After all tests, GLM-4.7 secured the third position on the one-shot King Bench leaderboard, placing it above powerful models like Sonnet 4.5 and GPT-5.2 (XHigh). While still behind Claude Opus and Gemini 3 Pro, it’s important to note that Gemini’s top score is primarily due to its strength in one-shot questions, whereas agentic, multi-step tasks are where it tends to fall apart.

Excelling in Agentic Benchmarks

Agentic tasks, which require a model to perform a series of steps, are a true test of a coding AI’s practical utility. Here, GLM-4.7, when paired with Kilo Code, also delivers a top-tier performance.

[06:05.748]

[A terminal user interface (TUI) for a calculator, built in Go using lipgloss and bubbletea libraries.]

For instance, when tasked with creating a Go-based terminal calculator using the lipgloss and bubbletea libraries, the model performed flawlessly. The resulting TUI was visually appealing, functional, and worked “insanely well.” This task was executed using the Z.ai GLM coding API, which is incredibly affordable, with plans starting at just a few dollars.

[06:42.270]

The model also did quite well creating a movie tracker app in Expo. The UI was clean, displaying movies in a scrollable carousel and providing a detailed inner page with a GitHub-style tracker for logging watched movies. For a single-shot generation, this was a very strong result.

[08:01.990]

On the agentic leaderboard, GLM 4.7 + Kilo Code earned the 5th position, proving it’s a formidable contender for complex, multi-step coding projects. It is fast, the API is cheap, the weights are open, and it’s far better than comparable models like Gemini Flash.

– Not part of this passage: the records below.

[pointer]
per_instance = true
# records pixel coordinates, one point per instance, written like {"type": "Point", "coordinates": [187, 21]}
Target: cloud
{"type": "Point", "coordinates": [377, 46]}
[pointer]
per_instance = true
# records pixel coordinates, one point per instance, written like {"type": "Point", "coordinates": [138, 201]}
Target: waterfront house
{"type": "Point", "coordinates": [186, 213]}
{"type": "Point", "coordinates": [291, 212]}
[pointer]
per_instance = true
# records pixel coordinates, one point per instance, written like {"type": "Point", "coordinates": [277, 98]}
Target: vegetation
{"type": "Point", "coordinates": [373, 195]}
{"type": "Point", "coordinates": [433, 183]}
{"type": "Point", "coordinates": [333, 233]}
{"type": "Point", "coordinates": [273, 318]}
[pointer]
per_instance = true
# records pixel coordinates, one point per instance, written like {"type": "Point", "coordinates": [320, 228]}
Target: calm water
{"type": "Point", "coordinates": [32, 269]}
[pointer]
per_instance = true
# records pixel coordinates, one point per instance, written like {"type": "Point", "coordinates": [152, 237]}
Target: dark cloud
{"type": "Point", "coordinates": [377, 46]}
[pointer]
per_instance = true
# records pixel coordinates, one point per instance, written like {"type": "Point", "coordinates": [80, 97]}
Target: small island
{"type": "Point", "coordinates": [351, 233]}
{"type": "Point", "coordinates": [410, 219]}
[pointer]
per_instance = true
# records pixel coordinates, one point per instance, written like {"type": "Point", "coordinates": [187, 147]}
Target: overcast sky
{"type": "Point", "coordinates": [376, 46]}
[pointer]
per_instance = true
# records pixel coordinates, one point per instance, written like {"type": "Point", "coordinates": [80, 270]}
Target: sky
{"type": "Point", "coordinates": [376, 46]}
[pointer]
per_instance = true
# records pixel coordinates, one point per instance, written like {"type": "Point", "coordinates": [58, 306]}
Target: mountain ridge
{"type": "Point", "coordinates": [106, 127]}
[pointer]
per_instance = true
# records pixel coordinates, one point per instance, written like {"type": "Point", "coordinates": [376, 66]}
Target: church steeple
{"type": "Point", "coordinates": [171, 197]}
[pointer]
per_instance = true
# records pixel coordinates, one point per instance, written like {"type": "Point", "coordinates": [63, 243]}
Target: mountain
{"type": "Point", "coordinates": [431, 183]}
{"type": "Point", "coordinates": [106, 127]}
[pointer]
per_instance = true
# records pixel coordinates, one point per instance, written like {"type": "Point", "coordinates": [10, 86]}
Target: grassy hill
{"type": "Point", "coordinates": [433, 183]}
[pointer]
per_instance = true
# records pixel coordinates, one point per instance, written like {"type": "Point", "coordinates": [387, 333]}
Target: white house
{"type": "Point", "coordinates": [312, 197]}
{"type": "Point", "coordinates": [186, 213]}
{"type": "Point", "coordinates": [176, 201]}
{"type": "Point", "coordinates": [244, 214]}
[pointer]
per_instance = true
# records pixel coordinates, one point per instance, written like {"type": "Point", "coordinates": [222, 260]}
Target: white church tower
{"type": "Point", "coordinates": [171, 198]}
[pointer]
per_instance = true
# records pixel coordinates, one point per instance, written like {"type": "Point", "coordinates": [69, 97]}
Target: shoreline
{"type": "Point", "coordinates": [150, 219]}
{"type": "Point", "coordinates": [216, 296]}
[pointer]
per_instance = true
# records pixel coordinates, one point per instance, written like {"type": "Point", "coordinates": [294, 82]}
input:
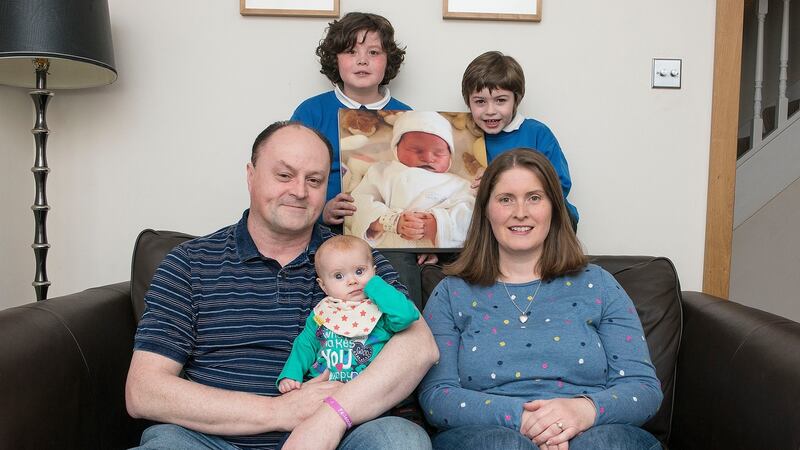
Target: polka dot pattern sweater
{"type": "Point", "coordinates": [582, 337]}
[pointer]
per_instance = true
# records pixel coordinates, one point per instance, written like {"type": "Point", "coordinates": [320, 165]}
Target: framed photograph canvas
{"type": "Point", "coordinates": [522, 10]}
{"type": "Point", "coordinates": [409, 173]}
{"type": "Point", "coordinates": [313, 8]}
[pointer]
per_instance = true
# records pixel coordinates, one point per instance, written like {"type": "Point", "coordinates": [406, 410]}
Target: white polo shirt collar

“I think that this is currently the best model if you want to do AI coding.”

Final Verdict

GLM-4.7 represents a significant leap forward for open-source AI coding models. Its combination of strong core coding skills, improved reasoning, impressive visual generation, and excellent performance in agentic tasks makes it a top choice for developers. Its affordability and open-weights nature only add to its appeal. Whether you’re building a complex web application, a terminal tool, or a 3D game, GLM-4.7 has proven itself to be a reliable and highly capable partner.